STF MI 1936 AgR-segundo

Rel. LUIZ FUXTribunal Plenojulgado em 2017-03-24publicado em 2017-04-20
PROCESSUAL
SEGUNDO AGRAVO REGIMENTAL NO MANDADO DE INJUNÇÃO. EXCEÇÃO DE PRÉ-EXECUTIVIDADE EM MANDADO DE INJUNÇÃO. IMPOSSIBILIDADE DE REDISCUSSÃO DO MÉRITO DA DECISÃO TRANSITADA EM JULGADO. INADEQUAÇÃO ÀS HIPÓTESES ENCARTADAS NO ART. 475-L, § 1º, DO CPC/1973. AGRAVO REGIMENTAL DESPROVIDO. 1. A regra tempus regit actum impõe que o incidente de exceção de pré-executividade seja analisado com base na disciplina jurídica da Lei 5.869/1973, na medida em que a própria impugnação ocorreu em período anterior à vigência do Novo Código de Processo Civil (Lei 13.105/2015). 2. O art. 475-L, II, e § 1º, do CPC/1973, considerava “inexigível o título fundado em lei ou ato normativo declarados inconstitucionais pelo Supremo Tribunal Federal, ou fundado em aplicação ou interpretação da lei ou ato normativo tidas pelo Supremo Tribunal Federal como incompatíveis com a Constituição Federal”. 3. In casu, a aplicabilidade da Lei Complementar 51/1985 – recepcionada pela Constituição da República, conforme assentado no julgamento da ADI 3817, Rel.

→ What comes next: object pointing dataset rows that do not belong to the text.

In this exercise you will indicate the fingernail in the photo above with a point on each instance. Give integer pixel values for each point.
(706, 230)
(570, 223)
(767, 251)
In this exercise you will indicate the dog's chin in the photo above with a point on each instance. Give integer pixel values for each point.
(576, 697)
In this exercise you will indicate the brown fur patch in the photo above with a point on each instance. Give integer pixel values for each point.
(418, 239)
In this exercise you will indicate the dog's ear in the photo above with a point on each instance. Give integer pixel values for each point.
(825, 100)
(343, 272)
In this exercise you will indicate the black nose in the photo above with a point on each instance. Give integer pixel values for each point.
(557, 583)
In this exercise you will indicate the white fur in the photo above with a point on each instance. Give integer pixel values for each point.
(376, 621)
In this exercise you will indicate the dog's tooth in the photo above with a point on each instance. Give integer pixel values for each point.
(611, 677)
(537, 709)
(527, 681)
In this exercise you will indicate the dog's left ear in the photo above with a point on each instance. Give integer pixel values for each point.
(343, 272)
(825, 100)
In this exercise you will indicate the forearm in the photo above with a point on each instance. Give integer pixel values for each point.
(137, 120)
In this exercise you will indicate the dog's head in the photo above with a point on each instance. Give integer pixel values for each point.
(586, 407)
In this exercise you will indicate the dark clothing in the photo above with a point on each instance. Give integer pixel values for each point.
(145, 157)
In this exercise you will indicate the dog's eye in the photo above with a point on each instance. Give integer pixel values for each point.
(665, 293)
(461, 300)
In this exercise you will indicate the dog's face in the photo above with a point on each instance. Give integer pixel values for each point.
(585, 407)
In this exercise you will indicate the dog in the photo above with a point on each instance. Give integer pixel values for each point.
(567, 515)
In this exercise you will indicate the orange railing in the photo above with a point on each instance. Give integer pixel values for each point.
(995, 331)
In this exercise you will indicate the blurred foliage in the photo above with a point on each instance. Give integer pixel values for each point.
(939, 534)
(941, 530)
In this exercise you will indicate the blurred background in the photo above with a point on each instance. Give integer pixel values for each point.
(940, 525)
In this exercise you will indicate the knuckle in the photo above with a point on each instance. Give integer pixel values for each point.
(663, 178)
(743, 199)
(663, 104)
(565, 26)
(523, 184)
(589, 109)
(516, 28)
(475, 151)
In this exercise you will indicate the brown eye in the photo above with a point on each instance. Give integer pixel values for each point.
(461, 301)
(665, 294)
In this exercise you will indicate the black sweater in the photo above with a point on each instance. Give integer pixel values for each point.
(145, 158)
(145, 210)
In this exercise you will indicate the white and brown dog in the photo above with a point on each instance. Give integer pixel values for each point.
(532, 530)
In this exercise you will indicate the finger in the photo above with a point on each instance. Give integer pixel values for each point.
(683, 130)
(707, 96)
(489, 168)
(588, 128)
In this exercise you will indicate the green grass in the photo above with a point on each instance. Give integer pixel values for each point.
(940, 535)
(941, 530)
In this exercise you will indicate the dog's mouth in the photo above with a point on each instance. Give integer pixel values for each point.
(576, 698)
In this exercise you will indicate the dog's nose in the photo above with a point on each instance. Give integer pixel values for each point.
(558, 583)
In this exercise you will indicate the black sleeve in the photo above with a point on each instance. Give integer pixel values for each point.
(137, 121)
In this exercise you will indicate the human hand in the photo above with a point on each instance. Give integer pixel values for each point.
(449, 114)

Min. Cármen Lúcia, Tribunal Pleno, DJe 03.04.2009 – sequer foi analisada pela decisão transitada em julgado, de modo que eventual equívoco resta acobertado pela eficácia preclusiva da coisa julgada, ante a impossibilidade de rediscutir o mérito do processo a pretexto de infirmar a exigibilidade de título executivo. Precedente do Plenário: MI 2266 AgR, Rel. Min. Roberto Barroso, DJe 18.02.2014. 4. Agravo regimental DESPROVIDO.